Das dreischiffige Kircheninnere wird im Bereich des Mittelschiffs von einer Holztonne überdeckt. Der Chor ist als Halbkreisapsis gestaltet und wurde bis zur Kirchenrenovierung im Jahr 1953 aus Anlaß der 100-Jahr-Feier der Kirche (Weihetag war der 14.08.1853) von einer Altar-Kanzel-Wand vom übrigen Kirchenraum abgetrennt. Seitdem befindet sich die Altarmensa vorgerückt im erhöht gelegenen Chorbereich. Im Zuge dieser Maßnahme wurde die hölzerne Chorschranke mit den bekrönenden Engelsfiguren entfernt. Die historische Kirchenausmalung mußte einem einheitlichen Anstrich in Grau- und Weißtönen weichen. Die letzte umfangreiche Außen- und Innenrenovierung, durch die der Kirchenraum einen neuerlichen Anstrich in Weiß- und Gelbtönen erhielt, fand in den Jahren 1973/74 statt (Jacobs 2004, S. 6f.).

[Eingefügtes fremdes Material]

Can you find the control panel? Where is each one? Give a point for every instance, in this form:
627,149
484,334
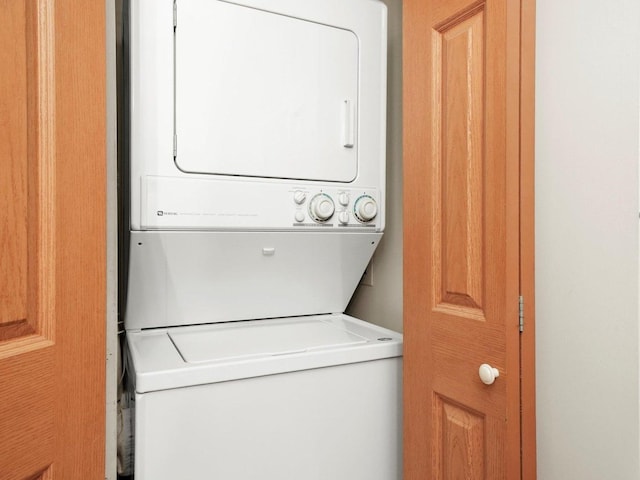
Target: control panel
340,207
171,203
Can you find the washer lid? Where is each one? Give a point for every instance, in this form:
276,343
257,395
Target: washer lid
244,340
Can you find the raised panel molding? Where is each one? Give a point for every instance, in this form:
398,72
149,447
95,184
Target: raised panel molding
460,446
457,162
27,193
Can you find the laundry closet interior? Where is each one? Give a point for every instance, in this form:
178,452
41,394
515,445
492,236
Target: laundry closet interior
254,188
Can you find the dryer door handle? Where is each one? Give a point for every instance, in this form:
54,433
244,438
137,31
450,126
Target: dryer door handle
348,123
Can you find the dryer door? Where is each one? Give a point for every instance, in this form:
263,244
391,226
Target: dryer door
262,94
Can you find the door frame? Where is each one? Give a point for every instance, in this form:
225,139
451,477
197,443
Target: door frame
527,238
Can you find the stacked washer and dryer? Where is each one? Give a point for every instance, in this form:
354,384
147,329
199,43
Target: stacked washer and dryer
257,198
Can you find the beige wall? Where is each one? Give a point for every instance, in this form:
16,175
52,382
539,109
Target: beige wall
587,85
381,303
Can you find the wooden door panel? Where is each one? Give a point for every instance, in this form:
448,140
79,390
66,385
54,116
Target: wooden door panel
457,162
27,269
52,287
13,181
461,226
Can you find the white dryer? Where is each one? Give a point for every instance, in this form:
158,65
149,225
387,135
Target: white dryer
256,200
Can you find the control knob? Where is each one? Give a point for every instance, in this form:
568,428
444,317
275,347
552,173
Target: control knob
321,207
365,209
299,197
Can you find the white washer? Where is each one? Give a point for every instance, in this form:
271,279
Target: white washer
304,398
256,200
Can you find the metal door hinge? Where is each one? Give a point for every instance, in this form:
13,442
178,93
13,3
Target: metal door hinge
521,313
175,15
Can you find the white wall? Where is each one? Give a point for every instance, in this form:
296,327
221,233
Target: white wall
587,86
381,303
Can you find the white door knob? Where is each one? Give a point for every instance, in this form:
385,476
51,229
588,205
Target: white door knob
488,374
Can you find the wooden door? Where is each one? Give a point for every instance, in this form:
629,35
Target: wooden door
52,239
462,141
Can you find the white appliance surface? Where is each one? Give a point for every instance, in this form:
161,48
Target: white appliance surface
257,115
283,97
178,278
194,355
337,423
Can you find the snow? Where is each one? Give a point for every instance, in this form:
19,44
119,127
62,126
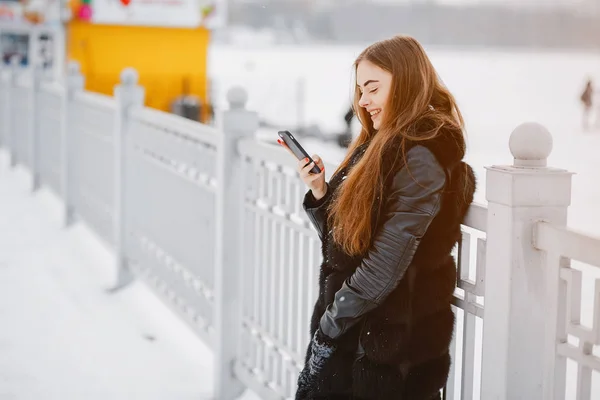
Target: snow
63,335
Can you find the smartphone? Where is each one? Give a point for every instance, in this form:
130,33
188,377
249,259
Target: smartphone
298,150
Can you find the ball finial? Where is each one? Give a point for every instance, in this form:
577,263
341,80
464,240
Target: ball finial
530,144
237,97
129,76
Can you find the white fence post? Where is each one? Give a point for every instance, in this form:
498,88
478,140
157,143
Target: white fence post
514,358
237,123
74,83
12,137
128,95
34,127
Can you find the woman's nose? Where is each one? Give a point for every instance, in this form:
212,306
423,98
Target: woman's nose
363,101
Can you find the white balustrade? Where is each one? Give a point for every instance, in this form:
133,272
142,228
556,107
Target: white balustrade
212,220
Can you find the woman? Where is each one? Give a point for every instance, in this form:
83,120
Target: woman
388,220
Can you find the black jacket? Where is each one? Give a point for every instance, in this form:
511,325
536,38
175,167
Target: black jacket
388,310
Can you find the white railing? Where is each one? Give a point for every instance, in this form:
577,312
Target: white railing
574,326
212,220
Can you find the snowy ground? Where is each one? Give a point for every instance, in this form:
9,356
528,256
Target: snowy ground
62,335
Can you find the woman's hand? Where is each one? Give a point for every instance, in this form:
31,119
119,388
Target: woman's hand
315,182
321,350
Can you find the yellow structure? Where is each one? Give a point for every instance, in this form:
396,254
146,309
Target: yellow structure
170,61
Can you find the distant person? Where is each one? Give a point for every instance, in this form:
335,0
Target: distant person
388,220
587,100
345,138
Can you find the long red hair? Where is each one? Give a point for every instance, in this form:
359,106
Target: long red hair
417,94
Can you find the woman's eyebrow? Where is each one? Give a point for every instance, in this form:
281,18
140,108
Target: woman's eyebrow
368,82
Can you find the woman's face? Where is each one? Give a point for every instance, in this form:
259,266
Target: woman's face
374,84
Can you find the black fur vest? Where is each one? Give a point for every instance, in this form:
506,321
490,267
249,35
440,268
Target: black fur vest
400,350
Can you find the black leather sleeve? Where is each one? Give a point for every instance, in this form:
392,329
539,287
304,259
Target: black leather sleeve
317,210
413,201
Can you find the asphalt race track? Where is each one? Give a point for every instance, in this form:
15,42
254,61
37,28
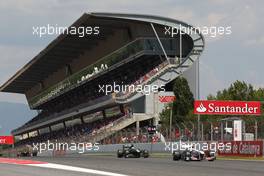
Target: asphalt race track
137,167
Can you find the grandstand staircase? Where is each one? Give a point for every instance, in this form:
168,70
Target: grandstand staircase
118,125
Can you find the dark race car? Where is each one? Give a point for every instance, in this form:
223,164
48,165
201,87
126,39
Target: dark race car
129,151
193,155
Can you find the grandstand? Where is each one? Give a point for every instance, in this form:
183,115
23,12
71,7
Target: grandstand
61,82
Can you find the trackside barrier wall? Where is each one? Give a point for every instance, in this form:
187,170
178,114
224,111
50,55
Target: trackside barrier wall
152,147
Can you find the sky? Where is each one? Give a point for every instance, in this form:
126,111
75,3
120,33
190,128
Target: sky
226,58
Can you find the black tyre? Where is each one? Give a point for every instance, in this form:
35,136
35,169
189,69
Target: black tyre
176,156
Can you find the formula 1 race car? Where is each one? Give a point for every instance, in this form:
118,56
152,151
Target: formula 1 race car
129,151
194,155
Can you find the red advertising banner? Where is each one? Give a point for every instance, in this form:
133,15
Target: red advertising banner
167,99
243,148
227,107
6,140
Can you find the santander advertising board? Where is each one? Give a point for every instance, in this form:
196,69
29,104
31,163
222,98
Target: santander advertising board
227,107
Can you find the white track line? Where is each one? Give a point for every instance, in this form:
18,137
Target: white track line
75,169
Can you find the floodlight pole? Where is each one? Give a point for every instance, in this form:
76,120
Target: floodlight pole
170,123
198,97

Aus dem Landesamt für Denkmalpflege Hessen, Außenstelle Marburg, sind 15 Zeichnungen zum Neubau der Bad Nenndorfer Kirche als Depositum in den Bestand der Graphischen Sammlung gelangt. Darunter befindet sich die frühe Entwurfsserie von Johann Conrad Bromeis aus dem Jahr 1839 (Marb. Dep. 247a - Marb. Dep. 247c) sowie drei Projektentwürfe von Johann Lichtenberg aus den Jahren 1840 bis 1842 (Marb. Dep. 247d - Marb. Dep. 247h). Einzelne Blätter betreffen die Gestaltung des Turmes (Marb. Dep. 247i - Marb. Dep. 247o). Sie stammen vermutlich von verschiedenen Zeichnern der Oberbaudirektion. Der sechste Projektentwurf Lichtenbergs vom Februar 1844 (StAM 300 P II 244/4) ebenso wie Ruhls Entwurfsserie vom Juni 1844 gehören zum Bestand des Hessischen Staatsarchivs Marburg (StAM 300 P II 242,1-5). Drei weitere 1844 entstandene Entwürfe (StAM 300 P II 244,1-3) sind dort ebenfalls vorhanden. Diese von C. Rothamel, F. Hoffmann und Conrad Wolff angefertigten Entwürfe sind ebenso wie die Gestaltungsentwürfe zum Turm wohl von der Oberbaudirektion in Auftrag gegeben worden.